My brain’s a little sluggish from the painkillers, but even so, I don’t hate him. I’m not sure how I feel about the fact that he knew about me and sought me out on purpose. Is it weird and extreme? Sure. But that doesn’t negate the fact that I still fell in love with him by my own free will. He didn’t force me, and he isn’t, despite what he may think, a bad person.
“Branson, come here,” I whisper, tapping the empty space beside me.
His hesitation hurts my heart, but eventually, he comes.
“Look at me,” I lift his chin with my hand and trace the stubble along the lines of his jaw. “We are not the mistakes we make, nor the things we fear, and most certainly not the things we bleed for.” I lose a single tear, as does he. “Fate, and a little help from you,”—I wink—“brought us together, and Momma said, ‘When fate brings you your person, its job is done and it’s on you to keep them.’ So you can try runnin,’ or whatever other absurdities are in that handsome head of yours, or you can save us both a lot of trouble and heartache by just stayin’ put.”

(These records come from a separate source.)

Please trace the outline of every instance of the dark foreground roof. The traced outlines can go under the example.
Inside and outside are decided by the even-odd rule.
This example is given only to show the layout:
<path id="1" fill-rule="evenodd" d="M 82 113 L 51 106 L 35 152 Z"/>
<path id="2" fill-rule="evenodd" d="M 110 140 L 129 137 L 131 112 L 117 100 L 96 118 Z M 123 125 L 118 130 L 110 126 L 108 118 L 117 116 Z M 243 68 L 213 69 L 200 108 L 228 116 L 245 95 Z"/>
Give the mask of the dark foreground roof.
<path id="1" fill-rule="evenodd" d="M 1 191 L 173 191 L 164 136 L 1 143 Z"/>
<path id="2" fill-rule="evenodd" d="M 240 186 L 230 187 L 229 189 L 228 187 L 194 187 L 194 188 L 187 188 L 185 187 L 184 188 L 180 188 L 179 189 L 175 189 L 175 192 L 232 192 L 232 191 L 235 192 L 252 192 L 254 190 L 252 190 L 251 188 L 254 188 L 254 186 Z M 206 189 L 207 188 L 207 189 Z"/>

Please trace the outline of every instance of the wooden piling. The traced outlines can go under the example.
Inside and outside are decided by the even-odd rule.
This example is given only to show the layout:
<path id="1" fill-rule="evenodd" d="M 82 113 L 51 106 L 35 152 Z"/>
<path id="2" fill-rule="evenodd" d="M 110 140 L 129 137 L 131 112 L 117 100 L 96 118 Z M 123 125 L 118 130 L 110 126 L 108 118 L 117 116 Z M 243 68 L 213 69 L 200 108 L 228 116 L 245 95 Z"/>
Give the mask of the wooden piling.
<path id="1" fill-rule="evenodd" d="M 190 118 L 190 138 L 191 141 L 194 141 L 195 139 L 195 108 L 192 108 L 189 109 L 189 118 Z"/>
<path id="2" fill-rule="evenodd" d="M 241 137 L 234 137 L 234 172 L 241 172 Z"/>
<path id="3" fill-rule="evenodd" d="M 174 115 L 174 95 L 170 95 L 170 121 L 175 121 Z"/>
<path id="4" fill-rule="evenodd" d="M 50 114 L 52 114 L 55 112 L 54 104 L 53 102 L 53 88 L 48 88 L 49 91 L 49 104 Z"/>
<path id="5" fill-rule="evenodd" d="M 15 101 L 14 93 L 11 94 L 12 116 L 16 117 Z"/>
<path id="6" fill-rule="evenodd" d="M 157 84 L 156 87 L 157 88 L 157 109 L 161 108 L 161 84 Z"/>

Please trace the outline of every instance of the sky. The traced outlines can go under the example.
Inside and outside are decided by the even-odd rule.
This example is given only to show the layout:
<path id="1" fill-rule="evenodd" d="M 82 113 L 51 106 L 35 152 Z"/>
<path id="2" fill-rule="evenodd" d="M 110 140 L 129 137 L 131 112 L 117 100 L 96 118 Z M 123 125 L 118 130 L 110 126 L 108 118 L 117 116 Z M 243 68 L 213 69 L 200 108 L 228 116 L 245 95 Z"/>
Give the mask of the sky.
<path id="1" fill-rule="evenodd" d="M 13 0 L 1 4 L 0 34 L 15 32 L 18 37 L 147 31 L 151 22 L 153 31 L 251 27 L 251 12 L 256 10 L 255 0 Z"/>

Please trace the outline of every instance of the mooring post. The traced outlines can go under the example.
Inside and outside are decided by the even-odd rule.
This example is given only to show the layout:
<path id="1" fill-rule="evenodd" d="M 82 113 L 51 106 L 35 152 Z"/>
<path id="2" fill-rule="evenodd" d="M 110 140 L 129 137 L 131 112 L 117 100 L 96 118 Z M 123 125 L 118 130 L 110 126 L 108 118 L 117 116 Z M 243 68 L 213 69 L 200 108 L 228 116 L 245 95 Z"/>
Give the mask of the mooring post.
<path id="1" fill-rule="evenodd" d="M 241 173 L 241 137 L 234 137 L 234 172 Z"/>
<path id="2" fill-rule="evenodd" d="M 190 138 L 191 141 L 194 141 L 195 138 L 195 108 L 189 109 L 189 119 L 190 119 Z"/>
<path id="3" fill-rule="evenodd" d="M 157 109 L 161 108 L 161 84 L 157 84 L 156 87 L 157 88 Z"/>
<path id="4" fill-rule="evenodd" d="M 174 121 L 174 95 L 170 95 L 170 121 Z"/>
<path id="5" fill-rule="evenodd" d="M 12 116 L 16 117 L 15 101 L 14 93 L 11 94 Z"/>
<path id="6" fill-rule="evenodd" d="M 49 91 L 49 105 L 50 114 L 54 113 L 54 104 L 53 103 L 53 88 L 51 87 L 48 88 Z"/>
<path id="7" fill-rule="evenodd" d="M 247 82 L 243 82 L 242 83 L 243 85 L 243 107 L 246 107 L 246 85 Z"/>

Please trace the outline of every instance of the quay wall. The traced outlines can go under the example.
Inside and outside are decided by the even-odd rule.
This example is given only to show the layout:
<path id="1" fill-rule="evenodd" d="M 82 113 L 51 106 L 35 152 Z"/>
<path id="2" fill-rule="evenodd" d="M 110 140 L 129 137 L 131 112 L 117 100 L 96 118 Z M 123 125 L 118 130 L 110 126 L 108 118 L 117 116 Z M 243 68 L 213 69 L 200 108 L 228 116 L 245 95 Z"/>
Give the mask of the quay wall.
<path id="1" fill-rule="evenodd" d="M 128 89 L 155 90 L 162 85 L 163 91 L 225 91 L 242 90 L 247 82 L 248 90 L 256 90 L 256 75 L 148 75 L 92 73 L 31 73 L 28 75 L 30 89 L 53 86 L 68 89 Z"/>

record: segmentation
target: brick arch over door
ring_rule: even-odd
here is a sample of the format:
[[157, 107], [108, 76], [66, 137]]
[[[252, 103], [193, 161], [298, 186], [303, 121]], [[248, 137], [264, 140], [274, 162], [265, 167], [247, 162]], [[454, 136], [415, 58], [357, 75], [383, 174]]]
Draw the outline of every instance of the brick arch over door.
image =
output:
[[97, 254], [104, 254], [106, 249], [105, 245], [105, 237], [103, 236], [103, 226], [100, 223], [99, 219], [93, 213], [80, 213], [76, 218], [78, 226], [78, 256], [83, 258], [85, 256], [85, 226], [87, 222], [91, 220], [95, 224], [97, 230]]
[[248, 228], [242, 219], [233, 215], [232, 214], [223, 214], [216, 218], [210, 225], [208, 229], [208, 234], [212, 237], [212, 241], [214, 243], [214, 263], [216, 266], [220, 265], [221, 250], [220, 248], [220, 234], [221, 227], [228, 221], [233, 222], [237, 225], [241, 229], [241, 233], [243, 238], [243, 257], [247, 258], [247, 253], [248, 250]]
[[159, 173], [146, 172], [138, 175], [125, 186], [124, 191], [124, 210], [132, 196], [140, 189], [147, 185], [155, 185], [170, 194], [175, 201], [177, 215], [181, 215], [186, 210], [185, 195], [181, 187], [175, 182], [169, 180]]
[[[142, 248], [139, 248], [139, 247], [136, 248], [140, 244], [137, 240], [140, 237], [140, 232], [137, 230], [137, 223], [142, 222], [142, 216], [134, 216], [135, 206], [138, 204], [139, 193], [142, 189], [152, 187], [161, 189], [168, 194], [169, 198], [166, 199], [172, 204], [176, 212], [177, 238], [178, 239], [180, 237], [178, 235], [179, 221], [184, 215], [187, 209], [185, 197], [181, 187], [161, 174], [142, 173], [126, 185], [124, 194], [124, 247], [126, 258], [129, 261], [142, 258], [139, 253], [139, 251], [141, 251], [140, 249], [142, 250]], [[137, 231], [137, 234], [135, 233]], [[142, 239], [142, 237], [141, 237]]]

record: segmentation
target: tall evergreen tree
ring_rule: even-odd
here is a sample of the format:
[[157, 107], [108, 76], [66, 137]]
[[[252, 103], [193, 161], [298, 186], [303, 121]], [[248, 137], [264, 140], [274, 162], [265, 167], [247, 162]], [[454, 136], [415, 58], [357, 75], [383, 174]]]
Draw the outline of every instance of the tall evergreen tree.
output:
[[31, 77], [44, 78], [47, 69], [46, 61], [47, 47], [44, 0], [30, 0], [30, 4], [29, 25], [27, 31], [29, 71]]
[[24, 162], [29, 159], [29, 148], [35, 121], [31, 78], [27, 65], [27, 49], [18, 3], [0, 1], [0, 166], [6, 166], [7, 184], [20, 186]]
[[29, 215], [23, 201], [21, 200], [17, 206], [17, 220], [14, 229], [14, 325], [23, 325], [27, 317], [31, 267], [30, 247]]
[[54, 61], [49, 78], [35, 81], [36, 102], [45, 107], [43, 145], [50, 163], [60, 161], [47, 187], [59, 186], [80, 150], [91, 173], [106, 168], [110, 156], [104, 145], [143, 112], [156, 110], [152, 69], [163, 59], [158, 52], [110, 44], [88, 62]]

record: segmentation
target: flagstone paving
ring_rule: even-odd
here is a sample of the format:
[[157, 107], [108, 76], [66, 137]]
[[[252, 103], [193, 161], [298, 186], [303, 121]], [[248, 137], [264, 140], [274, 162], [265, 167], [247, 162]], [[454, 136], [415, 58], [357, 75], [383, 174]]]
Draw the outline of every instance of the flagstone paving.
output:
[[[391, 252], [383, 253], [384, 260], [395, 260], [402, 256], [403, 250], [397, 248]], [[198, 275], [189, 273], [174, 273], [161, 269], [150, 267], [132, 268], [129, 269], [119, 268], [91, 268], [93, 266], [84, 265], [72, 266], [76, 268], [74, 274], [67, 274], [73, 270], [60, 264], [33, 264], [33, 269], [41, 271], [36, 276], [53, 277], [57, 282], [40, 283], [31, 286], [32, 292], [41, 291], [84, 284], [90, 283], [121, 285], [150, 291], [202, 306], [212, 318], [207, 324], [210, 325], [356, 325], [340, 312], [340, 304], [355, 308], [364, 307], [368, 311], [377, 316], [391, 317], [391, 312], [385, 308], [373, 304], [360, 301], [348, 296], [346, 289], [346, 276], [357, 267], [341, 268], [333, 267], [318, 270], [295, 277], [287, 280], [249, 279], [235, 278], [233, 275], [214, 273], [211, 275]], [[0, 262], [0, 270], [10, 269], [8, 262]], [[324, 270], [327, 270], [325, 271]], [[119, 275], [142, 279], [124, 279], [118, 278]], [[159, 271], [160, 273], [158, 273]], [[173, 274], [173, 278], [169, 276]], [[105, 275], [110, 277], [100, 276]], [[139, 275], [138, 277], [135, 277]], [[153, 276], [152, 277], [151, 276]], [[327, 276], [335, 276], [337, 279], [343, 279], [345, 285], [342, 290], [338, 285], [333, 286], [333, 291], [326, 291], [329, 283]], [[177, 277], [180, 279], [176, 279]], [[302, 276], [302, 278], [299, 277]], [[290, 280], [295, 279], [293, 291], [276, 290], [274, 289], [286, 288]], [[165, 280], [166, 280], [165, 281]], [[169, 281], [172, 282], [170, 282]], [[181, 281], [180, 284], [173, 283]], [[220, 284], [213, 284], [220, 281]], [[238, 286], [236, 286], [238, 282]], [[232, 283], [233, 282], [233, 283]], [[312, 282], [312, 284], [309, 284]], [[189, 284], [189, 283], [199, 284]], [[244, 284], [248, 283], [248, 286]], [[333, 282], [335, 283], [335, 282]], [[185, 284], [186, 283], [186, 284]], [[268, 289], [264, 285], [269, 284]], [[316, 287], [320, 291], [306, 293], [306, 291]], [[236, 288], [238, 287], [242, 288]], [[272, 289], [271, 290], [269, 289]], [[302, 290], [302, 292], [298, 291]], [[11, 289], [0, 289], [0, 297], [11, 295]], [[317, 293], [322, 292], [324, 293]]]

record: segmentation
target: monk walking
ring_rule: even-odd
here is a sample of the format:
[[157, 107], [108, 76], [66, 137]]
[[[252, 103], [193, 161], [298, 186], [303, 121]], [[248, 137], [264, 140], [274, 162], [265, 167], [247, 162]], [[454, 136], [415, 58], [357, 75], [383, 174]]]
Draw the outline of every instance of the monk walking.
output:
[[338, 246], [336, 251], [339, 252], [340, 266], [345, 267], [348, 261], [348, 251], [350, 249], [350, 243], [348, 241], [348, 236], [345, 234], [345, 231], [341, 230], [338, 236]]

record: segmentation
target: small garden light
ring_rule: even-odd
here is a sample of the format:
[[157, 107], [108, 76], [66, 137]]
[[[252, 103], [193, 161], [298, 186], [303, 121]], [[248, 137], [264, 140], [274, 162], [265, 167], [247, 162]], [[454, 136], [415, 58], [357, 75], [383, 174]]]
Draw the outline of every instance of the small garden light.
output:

His words drip with uncertainty. “How can you forgive me for this?”
“Do I wish you’d told me about everything before now? Yes. Not because it means I would have handled anything differently, but because we are always stronger together than we are apart, Branson. Regardless, we will handle it from here on out as a team. Whatever that looks like, I’m with you.” I pull him towards me by the back of his neck. “I forgive you. Do you understand me?”
He nods.
“That forgiveness has nothing to do with being earned. It’s on me to give, and that’s my choice. You don’t need to be my hero. I don’t need one. You’re more than that. You’re it for me, Tucker. Don’t you get that? You’re my second chance. It doesn’t matter if I can’t compete again for the rest of my life because you’re the only gold medal I want.”